Friday, August 28, 2009

Quest Points

There are 3 things I consider to be core to the Dungeoneer experience: Peril, Glory, and Quests. As long as we can maintain these in the RPG in their purest form, then we will have succeeded.

Assigning quests in the RPG isn't a matter of dealing out quest cards randomly. Players must earn quests through roleplaying. They must talk to the tavern owner and discover that his daughter is missing in order to trigger the Maiden in Distress quest. Then players will have to follow clues to find out where she was taken to and how to get there. Then they must deal with all the obstacles in the way, and finally with the difficult head-strong maiden herself (or however the Dungeonlord chooses to roleplay her).

Maintaining the quest reward system, but expanding it into adventuring party game play was a challenge. If each hero had individual quests and was the only one to benefit upon its completion it is unfair to the whole party, because everyone helps in some manner or other complete each quest. Yet because the typical reward of a quest is "gain 1 level", and if the whole party got that with each quest, the game quickly becomes broken.

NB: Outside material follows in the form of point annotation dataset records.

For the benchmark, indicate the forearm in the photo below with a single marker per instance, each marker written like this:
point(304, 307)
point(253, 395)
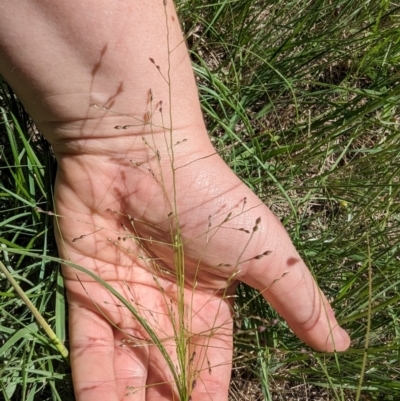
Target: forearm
point(61, 57)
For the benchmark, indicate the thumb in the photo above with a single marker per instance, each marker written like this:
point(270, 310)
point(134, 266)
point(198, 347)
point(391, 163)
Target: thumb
point(285, 281)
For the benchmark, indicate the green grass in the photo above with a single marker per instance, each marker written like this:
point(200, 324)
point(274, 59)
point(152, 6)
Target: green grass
point(302, 101)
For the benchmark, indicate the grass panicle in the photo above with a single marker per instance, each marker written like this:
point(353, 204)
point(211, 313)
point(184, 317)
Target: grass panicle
point(301, 100)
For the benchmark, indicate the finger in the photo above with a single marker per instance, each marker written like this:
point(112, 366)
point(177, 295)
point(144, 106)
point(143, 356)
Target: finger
point(130, 365)
point(96, 358)
point(285, 281)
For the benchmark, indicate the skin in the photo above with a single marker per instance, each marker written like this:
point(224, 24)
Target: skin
point(62, 57)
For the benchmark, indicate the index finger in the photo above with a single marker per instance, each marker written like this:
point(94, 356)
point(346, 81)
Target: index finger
point(288, 285)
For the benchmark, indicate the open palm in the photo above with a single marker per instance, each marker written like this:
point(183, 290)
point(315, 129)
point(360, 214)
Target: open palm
point(149, 207)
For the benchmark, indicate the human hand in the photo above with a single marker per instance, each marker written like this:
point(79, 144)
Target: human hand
point(106, 175)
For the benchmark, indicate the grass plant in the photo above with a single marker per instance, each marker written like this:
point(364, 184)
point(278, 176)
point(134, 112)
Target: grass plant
point(301, 100)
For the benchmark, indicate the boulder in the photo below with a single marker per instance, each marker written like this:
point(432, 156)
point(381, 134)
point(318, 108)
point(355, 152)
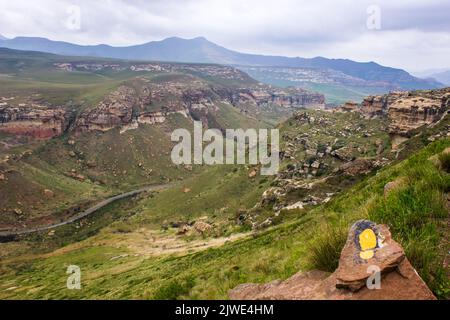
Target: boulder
point(369, 250)
point(356, 167)
point(202, 227)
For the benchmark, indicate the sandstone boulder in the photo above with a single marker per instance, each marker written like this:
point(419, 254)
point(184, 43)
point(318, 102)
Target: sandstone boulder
point(356, 167)
point(369, 252)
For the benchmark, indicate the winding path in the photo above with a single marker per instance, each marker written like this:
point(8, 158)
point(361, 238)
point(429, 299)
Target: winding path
point(85, 213)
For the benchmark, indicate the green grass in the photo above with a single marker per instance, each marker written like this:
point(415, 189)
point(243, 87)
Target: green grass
point(273, 254)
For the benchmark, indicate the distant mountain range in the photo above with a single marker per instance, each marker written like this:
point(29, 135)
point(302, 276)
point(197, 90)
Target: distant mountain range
point(200, 50)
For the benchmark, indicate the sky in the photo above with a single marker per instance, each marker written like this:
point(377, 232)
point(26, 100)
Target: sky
point(409, 34)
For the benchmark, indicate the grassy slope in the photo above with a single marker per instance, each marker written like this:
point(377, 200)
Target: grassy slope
point(417, 214)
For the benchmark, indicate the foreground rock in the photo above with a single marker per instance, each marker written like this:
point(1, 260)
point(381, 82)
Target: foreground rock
point(369, 247)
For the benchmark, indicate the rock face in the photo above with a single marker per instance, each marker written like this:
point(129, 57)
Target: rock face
point(369, 252)
point(408, 110)
point(152, 103)
point(37, 121)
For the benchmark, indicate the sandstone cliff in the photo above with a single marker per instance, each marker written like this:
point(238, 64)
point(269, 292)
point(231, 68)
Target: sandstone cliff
point(408, 110)
point(38, 121)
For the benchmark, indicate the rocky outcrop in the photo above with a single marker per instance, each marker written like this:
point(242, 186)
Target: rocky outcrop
point(372, 267)
point(114, 111)
point(290, 98)
point(37, 121)
point(407, 111)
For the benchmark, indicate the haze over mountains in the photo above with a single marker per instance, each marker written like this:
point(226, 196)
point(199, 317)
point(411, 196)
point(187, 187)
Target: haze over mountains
point(200, 50)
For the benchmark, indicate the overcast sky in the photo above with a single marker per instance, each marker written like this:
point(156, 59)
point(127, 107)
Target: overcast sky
point(411, 34)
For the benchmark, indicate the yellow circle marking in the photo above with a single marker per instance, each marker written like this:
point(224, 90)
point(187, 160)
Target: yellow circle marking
point(367, 242)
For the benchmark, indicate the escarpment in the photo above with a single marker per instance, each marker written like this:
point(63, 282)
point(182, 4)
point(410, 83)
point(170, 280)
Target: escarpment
point(408, 111)
point(34, 120)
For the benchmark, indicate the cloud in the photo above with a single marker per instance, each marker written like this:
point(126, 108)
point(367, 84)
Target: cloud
point(414, 34)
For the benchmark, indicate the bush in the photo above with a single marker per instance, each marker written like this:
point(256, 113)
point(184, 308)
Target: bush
point(174, 289)
point(325, 250)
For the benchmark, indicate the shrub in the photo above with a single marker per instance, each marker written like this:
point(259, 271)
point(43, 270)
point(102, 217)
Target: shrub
point(325, 249)
point(444, 159)
point(174, 289)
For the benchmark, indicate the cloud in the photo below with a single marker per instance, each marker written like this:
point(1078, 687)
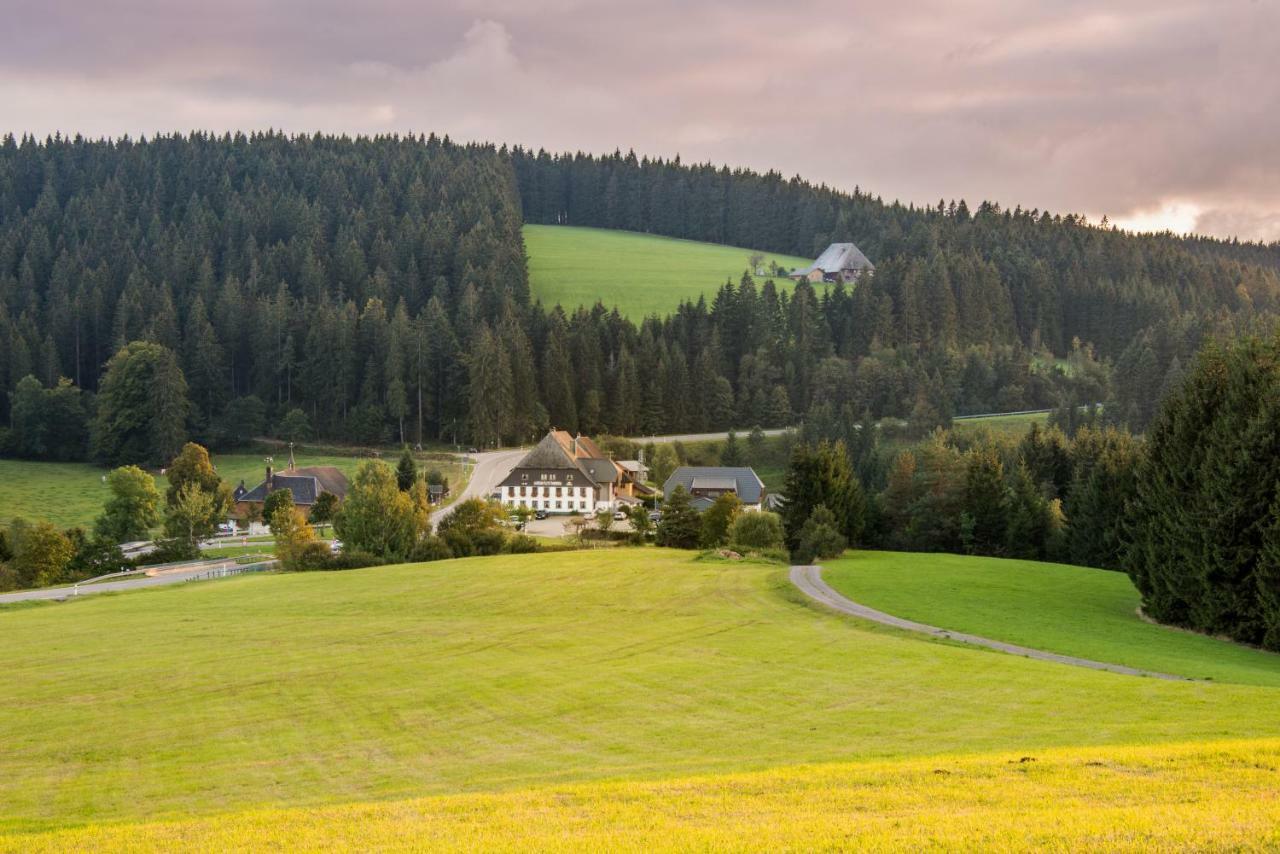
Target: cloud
point(1143, 110)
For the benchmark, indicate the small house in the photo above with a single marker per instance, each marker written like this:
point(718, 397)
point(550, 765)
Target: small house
point(708, 483)
point(839, 263)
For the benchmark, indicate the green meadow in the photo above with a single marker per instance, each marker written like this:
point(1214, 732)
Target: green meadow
point(490, 675)
point(641, 274)
point(1068, 610)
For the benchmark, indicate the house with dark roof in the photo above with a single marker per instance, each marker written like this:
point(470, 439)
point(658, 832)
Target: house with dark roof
point(839, 263)
point(305, 484)
point(708, 483)
point(568, 474)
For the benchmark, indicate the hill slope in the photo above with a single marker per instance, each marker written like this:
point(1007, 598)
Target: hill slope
point(640, 274)
point(492, 674)
point(1068, 610)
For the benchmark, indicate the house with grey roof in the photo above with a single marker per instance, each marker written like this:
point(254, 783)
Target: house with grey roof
point(839, 263)
point(708, 483)
point(568, 474)
point(305, 484)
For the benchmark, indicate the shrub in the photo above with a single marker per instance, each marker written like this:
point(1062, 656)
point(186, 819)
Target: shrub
point(489, 542)
point(819, 538)
point(754, 531)
point(458, 542)
point(521, 544)
point(432, 548)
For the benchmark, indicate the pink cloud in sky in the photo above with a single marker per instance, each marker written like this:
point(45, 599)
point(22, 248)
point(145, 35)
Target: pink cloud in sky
point(1155, 113)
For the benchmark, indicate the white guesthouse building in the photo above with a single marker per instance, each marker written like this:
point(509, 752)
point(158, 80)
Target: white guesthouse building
point(567, 474)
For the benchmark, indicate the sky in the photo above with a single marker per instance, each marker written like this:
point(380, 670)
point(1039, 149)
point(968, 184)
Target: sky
point(1156, 114)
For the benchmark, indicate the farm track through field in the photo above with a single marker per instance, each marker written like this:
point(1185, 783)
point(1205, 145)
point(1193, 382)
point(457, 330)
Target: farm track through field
point(808, 579)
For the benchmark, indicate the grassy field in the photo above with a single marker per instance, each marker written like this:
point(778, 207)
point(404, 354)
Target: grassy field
point(72, 493)
point(1069, 610)
point(490, 677)
point(1217, 797)
point(1018, 424)
point(640, 274)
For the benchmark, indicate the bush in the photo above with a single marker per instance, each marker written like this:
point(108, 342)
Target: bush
point(819, 538)
point(170, 551)
point(521, 544)
point(754, 531)
point(489, 542)
point(430, 548)
point(458, 543)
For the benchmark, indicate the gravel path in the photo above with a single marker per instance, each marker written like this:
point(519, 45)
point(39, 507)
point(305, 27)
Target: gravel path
point(809, 580)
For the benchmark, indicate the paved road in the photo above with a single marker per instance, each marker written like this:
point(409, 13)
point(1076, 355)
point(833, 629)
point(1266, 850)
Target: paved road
point(167, 576)
point(490, 467)
point(809, 580)
point(700, 437)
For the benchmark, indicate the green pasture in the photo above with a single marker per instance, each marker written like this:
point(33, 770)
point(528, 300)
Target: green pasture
point(506, 672)
point(641, 274)
point(1068, 610)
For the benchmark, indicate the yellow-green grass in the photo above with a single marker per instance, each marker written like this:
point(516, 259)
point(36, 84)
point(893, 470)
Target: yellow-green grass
point(73, 493)
point(641, 274)
point(1069, 610)
point(1173, 798)
point(513, 672)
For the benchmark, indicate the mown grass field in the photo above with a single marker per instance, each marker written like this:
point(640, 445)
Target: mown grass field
point(641, 274)
point(73, 493)
point(1069, 610)
point(496, 681)
point(1016, 424)
point(1217, 797)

We wanted to avoid a solution that would complicate the game, or require some complex formula such as "each hero gets 1/4 of a level" or something like that. A formula of sorts was unavoidable, but we needed one that was simple, intuitive, and worked with the spirit of the game. So the QP (quest points) system was born.

Quest Points:
  • Each completed quest is worth 1 QP (epic quests are worth 2 QP, and legendary quests are worth 3 QP each).
  • The entire party gets the QP for each completed quest, regardless of who does the finishing move that actually completes the quest.
  • To gain a level requires a number of quest points equal to that level. For example to go from 1st to 2nd level requires 2 QP. To go from 5th level to 6th level requires 6 QP.
This ends up feeling very much like an abbreviated XP (Experience Point) system from classic fantasy RPG's. But instead of the XP primarily coming from killing stuff and taking its loot, the reward comes from accomplishing many other meaningful things in the game world.

This reward system assumes that each player worked together to get to the place where the quest could be completed. Everyone participates and is rewarded.

Tuesday, August 25, 2009

Warrior

You are a combat specialist. With weapon in hand you are a terrible force of nature cutting through opponents like a farmer harvesting wheat.

You show great vigor, courage, and competence in battle. You are the first line of defense in your party. You can deal out immense damage and absorb wounds that would kill an ordinary man. You protect the weaker members of the party, giving wizards time to cast their spells, afford paladins enough time to call on their gods, and provide cover for the scouts to do their handiwork.

While your melee aptitude is second to none, you are inexperienced in the forces of magic and have the least magic ability of all classes. But you more than make up for this lack of mystical knowledge with your powerful sword arm and raging bloodlust. As you gain experience the other party members will learn powerful spells and gain various strange special abilities, but you will only get better at fighting. You will deal more damage, aim more accurately, and hit more foes than anyone else.Melee aptitude: pay any # of Glory, add this # to your next Melee attack.
Rapid strike: on a Melee hit you inflict 2 wounds, and hit in the case of a tie.
War cry: you and your allies gain +2 Melee for the duration of this encounter. This ability may be used once per encounter and uses 1 Melee attack.
Stronghold: you establish a stronghold to begin ruling your kingdom from, gathering peasants and warriors to your banner.

Hope this provides some idea of what a character class write up will look like in the Dungeoneer RPG. Wonder if anyone can guess what the mysterious acronyms QP is?

I know it must seem like I've abandoned this project, but I assure you it is still in development. There have been some major impediments I'll write about some day.

Friday, August 7, 2009

Tomb of the Lich Lord reprint

Atlas Games has reported that they've reprinted Tomb of the Lich Lord and it will be in stores soon. This item has been unavailable for some time now and I'm glad to see it back in stock because it is as close to a "base set" as Dungeoneer has. Though all Dungeoneer sets can be played alone or combined with other sets.

So don't pay any more for it then retail price. (Unless of course you want to support this site and get a signed copy along with original art)

I don't think any changes have been made to the cards, but it is likely to have the latest rules in it (v2.3).